Al-Arabiya, Dubai/Paris, 24 Nov 2011 – France backs the creation of humanitarian corridors in Syria and considers the opposition Syrian National Council (SNC) a legitimate partner with which it wants to work, French Foreign Minister Alain Juppe said on Wednesday.


After meeting SNC leader Burhan Ghaliun in Paris Juppe said he would take to Brussels the idea of escape routes for civilians fleeing Assad’s forces.


“If there could be a humanitarian dimension to the zones, which could be secured to protect the population, that’s a question that must be studied,” Juppe said, adding that he considered Ghaliun’s Syrian National Council (SNC) a “legitimate interlocutor.”
Juppe’s comments came as the European Union is also said it was ready to engage with the SNC and other opposition groups, a spokesman for the EU’s foreign policy chief Catherine Ashton said.


“The EU stands ready to engage with the Syrian National Council and other representative members of the opposition who adhere to non-violence and democratic values,” spokesman Michael Mann told Reuters news agency.


Mann said that the foreign policy chief Ashton had met on Tuesday with leaders of the Syrian National Council.

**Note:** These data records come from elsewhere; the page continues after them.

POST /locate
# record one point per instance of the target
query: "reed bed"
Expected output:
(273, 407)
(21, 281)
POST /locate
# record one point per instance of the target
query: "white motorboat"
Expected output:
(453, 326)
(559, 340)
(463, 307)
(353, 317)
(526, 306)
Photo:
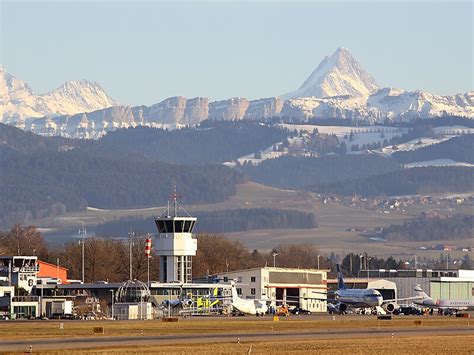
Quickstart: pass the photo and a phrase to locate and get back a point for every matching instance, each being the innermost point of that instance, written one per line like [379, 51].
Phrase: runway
[21, 345]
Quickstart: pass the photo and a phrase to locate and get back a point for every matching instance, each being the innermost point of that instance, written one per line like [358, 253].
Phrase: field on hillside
[335, 232]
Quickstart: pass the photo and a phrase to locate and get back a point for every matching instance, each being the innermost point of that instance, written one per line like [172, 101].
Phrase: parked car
[408, 310]
[299, 310]
[64, 316]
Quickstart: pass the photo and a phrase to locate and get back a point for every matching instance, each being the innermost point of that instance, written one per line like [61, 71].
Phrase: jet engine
[390, 307]
[340, 308]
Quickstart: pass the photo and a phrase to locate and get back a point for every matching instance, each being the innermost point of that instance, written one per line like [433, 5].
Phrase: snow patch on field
[437, 162]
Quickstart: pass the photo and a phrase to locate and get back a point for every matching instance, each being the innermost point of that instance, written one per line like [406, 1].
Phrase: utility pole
[131, 235]
[113, 296]
[274, 256]
[82, 232]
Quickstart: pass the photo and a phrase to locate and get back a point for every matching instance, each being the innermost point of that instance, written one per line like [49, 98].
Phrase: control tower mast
[175, 244]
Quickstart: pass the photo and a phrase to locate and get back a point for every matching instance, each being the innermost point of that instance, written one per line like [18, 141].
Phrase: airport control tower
[175, 244]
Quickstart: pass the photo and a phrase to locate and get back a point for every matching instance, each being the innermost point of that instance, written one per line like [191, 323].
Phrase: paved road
[108, 341]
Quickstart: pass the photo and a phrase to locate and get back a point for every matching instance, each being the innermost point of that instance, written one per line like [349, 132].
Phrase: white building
[296, 287]
[175, 245]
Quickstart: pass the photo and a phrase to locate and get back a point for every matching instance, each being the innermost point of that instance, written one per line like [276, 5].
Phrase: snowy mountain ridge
[18, 101]
[337, 75]
[339, 88]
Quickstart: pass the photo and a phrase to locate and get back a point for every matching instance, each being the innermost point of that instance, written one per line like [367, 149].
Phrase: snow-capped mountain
[171, 113]
[337, 75]
[385, 104]
[338, 88]
[18, 101]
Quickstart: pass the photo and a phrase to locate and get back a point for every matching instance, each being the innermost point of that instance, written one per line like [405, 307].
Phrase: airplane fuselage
[359, 298]
[444, 303]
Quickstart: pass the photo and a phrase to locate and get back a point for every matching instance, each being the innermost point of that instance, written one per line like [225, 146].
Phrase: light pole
[113, 296]
[82, 232]
[131, 235]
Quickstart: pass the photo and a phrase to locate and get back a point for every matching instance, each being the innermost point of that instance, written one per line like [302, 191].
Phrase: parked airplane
[426, 301]
[358, 298]
[255, 307]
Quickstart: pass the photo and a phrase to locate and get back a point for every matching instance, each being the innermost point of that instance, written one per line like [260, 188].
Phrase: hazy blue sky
[142, 53]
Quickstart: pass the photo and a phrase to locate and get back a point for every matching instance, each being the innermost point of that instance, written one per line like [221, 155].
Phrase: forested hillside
[460, 149]
[429, 228]
[49, 183]
[404, 182]
[221, 221]
[297, 172]
[212, 142]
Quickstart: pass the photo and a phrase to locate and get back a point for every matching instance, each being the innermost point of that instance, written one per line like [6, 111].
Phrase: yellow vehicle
[283, 311]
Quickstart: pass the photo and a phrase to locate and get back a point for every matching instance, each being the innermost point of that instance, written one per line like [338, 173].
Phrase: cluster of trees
[432, 227]
[298, 172]
[213, 142]
[404, 182]
[223, 221]
[458, 148]
[324, 143]
[51, 182]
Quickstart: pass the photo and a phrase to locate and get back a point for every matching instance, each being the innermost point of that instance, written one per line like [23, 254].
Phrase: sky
[144, 52]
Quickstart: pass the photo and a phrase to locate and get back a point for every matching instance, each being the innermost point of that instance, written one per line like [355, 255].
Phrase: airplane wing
[402, 299]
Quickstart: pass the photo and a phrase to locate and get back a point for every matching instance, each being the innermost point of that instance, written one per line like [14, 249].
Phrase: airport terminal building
[439, 284]
[296, 287]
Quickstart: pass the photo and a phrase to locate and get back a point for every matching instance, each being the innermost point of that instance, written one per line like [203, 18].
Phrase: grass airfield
[316, 333]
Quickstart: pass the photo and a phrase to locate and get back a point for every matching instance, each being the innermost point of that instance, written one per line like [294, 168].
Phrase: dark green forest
[213, 142]
[49, 183]
[430, 228]
[224, 221]
[297, 172]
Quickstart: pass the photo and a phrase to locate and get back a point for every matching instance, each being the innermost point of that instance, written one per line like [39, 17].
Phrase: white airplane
[255, 307]
[426, 301]
[359, 298]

“During the meeting she stressed the importance of the opposition maintaining a clear commitment to a peaceful and non-sectarian approach,”


A total of 15 civilians were killed on Wednesday by Syrian security forces across the country today, according to the Syrian Revolutionary Council.


The United Nations says the conflict in Syria has claimed more than 3,500 lives, mostly civilians, since the protests against the embattled President Bashar al-Assad erupted in mid-March.


The SNC, headed by Paris-based Ghaliun, is one of at least four Syrian opposition movements, but is seen as the most representative and claims to speak for activists both inside and outside the country.


Speaking to reporters after a joint news conference with Juppe, Ghaliun said the Syrian National Council did not want to see the fledgling Free Syrian Army, an armed rebel group, take the fight directly to the regime’s far superior forces.


“We would like this army to carry out defensive actions to protect those who have left the (regime’s) army and peaceful demonstrations, but not take on offensive actions against the army,” he said.


Syria’s official SANA news agency on Wednesday reported the funeral of nine soldiers, members of the security services and police in Homs, Daraa in the south and suburbs of the Syrian capital.


Turkish Prime Minister Recep Tayyip Erdogan on Tuesday called for Assad to go, branding his onetime personal friend a coward and warning he risked the same fate as dictators who met bloody deaths.


But China criticized a U.N. human rights resolution condemning Assad’s regime over its deadly crackdown on dissent.


“Using a resolution to pressure other countries is counterproductive to easing the situation,” Chinese foreign ministry spokesman Liu Weimin said.